In recent years, I've been drawn to crafty magazines. But not Martha Stewart Living, for some reason. It just doesn't inspire me. I can't put my finger on exactly why. Maybe it's that her crafts and food are so time-consuming and scream "if you can't be perfect, why bother trying?". I don't need that kind of discouragement!
I recently made an exception to my no-paper-subscriptions rule to buy a year's worth of Cards magazine, which is just LOVELY. It's stunningly-photographed handmade cards, one per page. It has a little bit of how-to content, but is mostly just a GREAT idea book. In addition, it's so inspiring and gorgeous that I'd love to get published there someday. It's part of my Mondo Beyondo list.
Craft magazines are RIDICULOUSLY expensive when you buy single issues (if you can find them at all). I guess they have such small circulation, with a specialized audience that will pay. So I try not to indulge very often.
I picked up 'Paper Creations' last month because it had a really cool-looking paper Christmas tree on the front.
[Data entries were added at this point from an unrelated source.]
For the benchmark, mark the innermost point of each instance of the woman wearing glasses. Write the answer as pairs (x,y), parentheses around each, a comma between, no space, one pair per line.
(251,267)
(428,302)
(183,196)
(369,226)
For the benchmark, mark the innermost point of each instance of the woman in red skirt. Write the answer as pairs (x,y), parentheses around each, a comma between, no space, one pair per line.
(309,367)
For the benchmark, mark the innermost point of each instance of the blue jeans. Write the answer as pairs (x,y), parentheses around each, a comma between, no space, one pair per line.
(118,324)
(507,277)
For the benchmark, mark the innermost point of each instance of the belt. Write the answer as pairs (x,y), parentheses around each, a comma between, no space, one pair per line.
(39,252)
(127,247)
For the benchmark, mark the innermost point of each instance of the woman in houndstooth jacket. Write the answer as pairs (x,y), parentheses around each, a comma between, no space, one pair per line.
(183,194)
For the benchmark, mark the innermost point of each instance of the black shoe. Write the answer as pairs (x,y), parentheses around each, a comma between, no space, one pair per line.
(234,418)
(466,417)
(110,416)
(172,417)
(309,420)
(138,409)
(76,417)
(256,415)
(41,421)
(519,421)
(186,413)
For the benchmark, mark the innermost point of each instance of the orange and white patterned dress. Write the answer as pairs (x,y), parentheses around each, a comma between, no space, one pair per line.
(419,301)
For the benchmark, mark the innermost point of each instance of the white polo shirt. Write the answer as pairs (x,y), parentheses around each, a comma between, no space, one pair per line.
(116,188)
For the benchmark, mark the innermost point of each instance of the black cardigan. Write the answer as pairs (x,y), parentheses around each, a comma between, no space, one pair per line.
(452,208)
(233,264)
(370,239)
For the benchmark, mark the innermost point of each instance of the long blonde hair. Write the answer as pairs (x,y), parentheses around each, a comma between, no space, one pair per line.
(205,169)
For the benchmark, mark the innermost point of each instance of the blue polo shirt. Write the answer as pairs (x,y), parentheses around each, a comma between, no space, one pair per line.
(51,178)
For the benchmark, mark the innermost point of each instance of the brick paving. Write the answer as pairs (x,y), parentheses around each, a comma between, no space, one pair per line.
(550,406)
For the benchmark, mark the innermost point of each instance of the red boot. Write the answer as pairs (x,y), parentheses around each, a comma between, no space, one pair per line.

I had about 2 minutes to make my selection before Trillian started toddler-mauling all the nice magazines at Barnes and Noble. So I grabbed it and we left.
It turns out the magazine is not really my style. Lots of overly ornate cards and crafts, with a more vintagey, "busy" feel. I'm more of a simple girl myself. Also, the production quality isn't as nice as cards, but for $6 vs the $20 single issue price for Cards (!), I guess that's why.
All was not lost, though, because the Christmas crafts on the cover were neat-o and super-easy. I loved the paper-covered tree on the front, and found a variation of it inside.
So the next time we went to Jo-Ann Fabric & Crafts (a regular occurence when they send me xx% off your total purchase coupons!), I bought the (minimal) supplies needed.
And a couple of weekends ago, I got my craft on, while BabyT played nearby, and occasionally came by to ask "What Mama Doing?"
I had originally wanted to make the tree on the cover, with the looped bits of paper, but realized that would be hard to store after Christmas without crushing the loops. So I chose to make a tree that was covered in flat paper instead.
Materials and Methods
- Styrofoam cone shape (these appear at Christmas time), about 12" tall, but any size could work
- Cool Christmas or winter-themed patterned paper, preferably not cardstock but lighter weight
- Quilting pins with pearlized ball ends (longer is better, I chose 1.5")
- Sequins or little beads (optional)
- 1.25-1.5-inch circle cutter or automagic die-cutting machine like the Silhouette
1. Cut out a TON of circles with your circle cutter or die cutting machine, no bigger than 1.5" diameter. Cut out a lot, then cut some more. Nope, more than that. I needed about 100 to cover my 1 foot tall "tree".
2. Get into your zen mind.
3. Start pinning paper circles to the Styrofoam tree shape. Start at the bottom, and stick the pins in the middle of the circles. Overlap them slightly so that you cover the Styrofoam. You may have a few gaps which you can fill in later, but should be able to get pretty good coverage if you overlap them by about 1/3.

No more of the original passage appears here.